Avon, Jillian Dempsey, precyzyjny ołówek do kresek - bubel

Dokładna, miękka, profesjonalna  kredka do makijażu z kolekcji Jilian Dempsey. Trwała kreska utrzymuje się perfekcyjnie na powiece. Specjalna końcówka do rozcierania pozwala na uzyskanie bardziej spektakularnego i seksownego efektu makijażu.

Pojemność:
Cena: 25zł (promocja 13zł)
Sklep: konsultantki Avon, internet


Dostępna jest w czterech kolorach:
- czarna
- szara
- brązowa
- fioletowa
Ja mam fioletową (plum)


Po zachwytach nad żelową kredką z Avonu, postanowiłam wypróbować kolejna kredkę tej firmy.
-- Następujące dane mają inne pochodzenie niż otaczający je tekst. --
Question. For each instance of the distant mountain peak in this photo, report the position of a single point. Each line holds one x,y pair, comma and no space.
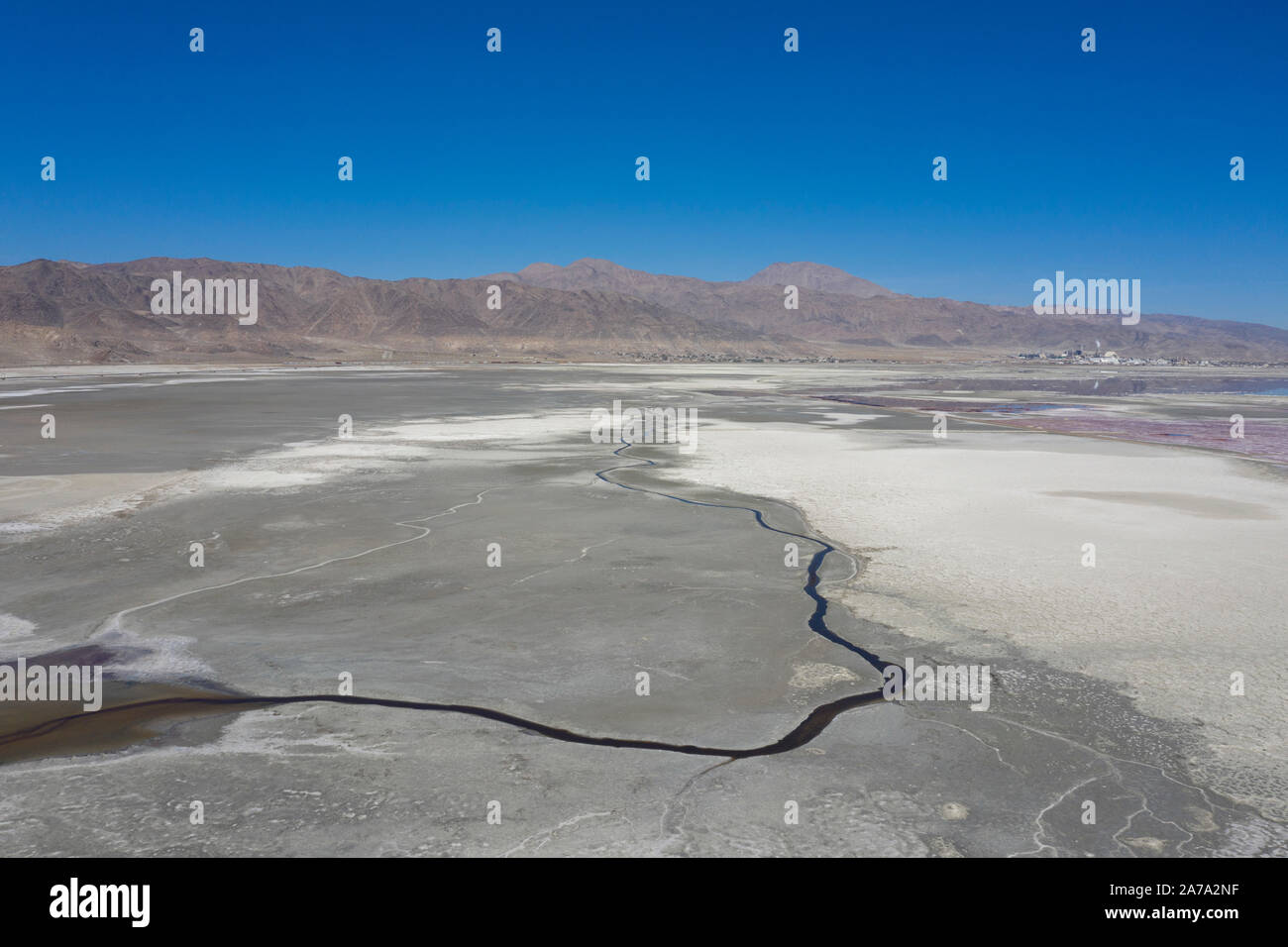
818,277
Niestety, ale ta okazała się być tak twarda, że malując nią kreskę bolało mnie oko;//


Zalety:
- ładny kolor 
- wygodna i dobra gąbeczka do rozcierania
- przystępna cena (w promocji)
- niezła trwałość

Wady:
 - kredka jest bardzo twarda co w moim przypadku całkowicie ją dyskwalifikuje

Na swatchu kreska po prawej stronie była namalowana z maksymalnym dociskiem, po lewej stronie z normalnym.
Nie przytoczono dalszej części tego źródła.